Re: Antactica is melting too

"CO2 is 0.4% of the atmosphere it has no effect on global temps "

It's been known for a century that the earth is approximately 33 degrees C warmer than the solar energy received can account for. Compare to the temperature of the moon, for instance, adjusting for different albedo.

http://www-ramanathan.ucsd.edu/files/pr72.pdf

"The global average mean surface temperature of the earth is 288 K (Table

2.1). Above we deduced that the emission temperature of the Earth is 255K,

considerably lower."-2.3 The greenhouse effect http://www.geo.utexas.edu/courses/387h/Lectures/chap2.pdf

"The Earth has a moderate greenhouse effect which increases the surface

temperature by some 40 K over the blackbody temperature." http://www.astro.uvic.ca/~venn/A201/maths.7.planet_temperature.pdf

Have you ever tried your experiment?

gzuckier

Re: Antactica is melting too

Sure... it's too hard to believe that CO2 absorbs energy even though you can demonstrate it in the lab, it's much easier to believe the earth suddenly tipped over in its rotation for no particular reason, without anybody noticing, no coriolis effects, no gyroscopic effects.

Well, we've got the warming is because the earth tipped over, the sun's getting warmer, sunspots are keeping cosmic rays from forming clouds to cool us, volcanoes, and the earth isn't getting warmer after all. Yep, that "can't be CO2" theory just keeps getting better and better.

gzuckier

Re: Antactica is melting too

How does the Antarctic ice increase if the earth is a closed system?

Gee, do you think it's associated with the years of drought experienced in the US Southwest, and the Middle East; and the existence of a device called a "cold trap" which you use to dehumidify air, by passing it over a cold surface so that the water vapor freezes out?

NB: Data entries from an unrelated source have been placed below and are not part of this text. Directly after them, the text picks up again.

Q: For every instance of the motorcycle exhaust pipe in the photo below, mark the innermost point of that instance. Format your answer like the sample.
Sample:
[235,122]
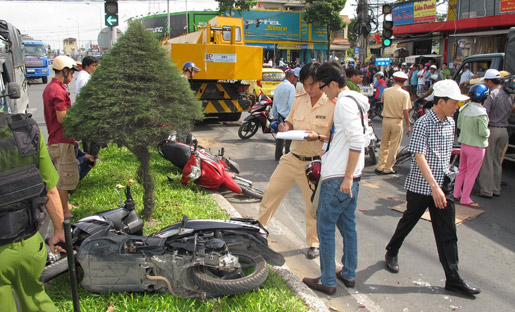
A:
[71,265]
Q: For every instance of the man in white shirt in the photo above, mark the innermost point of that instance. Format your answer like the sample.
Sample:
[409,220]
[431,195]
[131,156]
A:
[341,171]
[284,95]
[89,64]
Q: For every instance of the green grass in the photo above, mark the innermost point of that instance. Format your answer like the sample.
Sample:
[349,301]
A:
[117,167]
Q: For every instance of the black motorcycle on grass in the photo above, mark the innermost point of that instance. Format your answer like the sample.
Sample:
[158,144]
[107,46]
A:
[191,258]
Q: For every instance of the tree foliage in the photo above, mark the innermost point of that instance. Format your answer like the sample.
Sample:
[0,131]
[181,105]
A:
[230,5]
[325,12]
[134,98]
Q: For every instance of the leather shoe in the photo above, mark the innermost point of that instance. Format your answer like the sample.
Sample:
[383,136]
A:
[462,287]
[313,283]
[347,283]
[392,263]
[313,253]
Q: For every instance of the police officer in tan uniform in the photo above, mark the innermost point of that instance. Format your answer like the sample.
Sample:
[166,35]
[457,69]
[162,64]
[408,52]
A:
[397,104]
[311,111]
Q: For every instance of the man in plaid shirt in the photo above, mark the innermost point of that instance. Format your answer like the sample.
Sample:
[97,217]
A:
[427,185]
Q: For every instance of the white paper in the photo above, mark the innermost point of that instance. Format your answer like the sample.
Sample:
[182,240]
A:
[297,135]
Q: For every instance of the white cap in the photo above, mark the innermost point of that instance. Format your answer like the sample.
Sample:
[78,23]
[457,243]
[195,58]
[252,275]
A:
[448,88]
[400,75]
[491,74]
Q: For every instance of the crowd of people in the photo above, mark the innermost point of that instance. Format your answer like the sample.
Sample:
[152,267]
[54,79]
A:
[430,185]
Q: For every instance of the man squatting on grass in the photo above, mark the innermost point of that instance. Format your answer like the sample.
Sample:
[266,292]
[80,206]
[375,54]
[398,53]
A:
[341,171]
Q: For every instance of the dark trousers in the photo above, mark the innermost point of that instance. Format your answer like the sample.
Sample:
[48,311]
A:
[279,146]
[444,229]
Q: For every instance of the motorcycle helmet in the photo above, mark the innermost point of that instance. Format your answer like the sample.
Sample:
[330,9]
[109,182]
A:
[313,170]
[478,93]
[62,61]
[190,66]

Or does your understanding of global warming make you think that Antarctica is now significantly warmer than the freezing point of water?

gzuckier

Re: Antactica is melting too

fer crissakes, the Antarctic land ice has melted to the point where it's affecting the earth's gravity.

Antarctic ice sheet losing mass, says University of Colorado study

http://www.eurekalert.org/pub_releases/2006-03/uoca-ais022806.php

Isabella Velicogna, "Increasing rates of ice mass loss from the Greenland and Antarctic ice sheets revealed by GRACE," Geophys. Res. Lett. 36, L19503 (2009).

Skepticism is demanding proof.

Denialism is continuing to insist it's not true, when there is proof.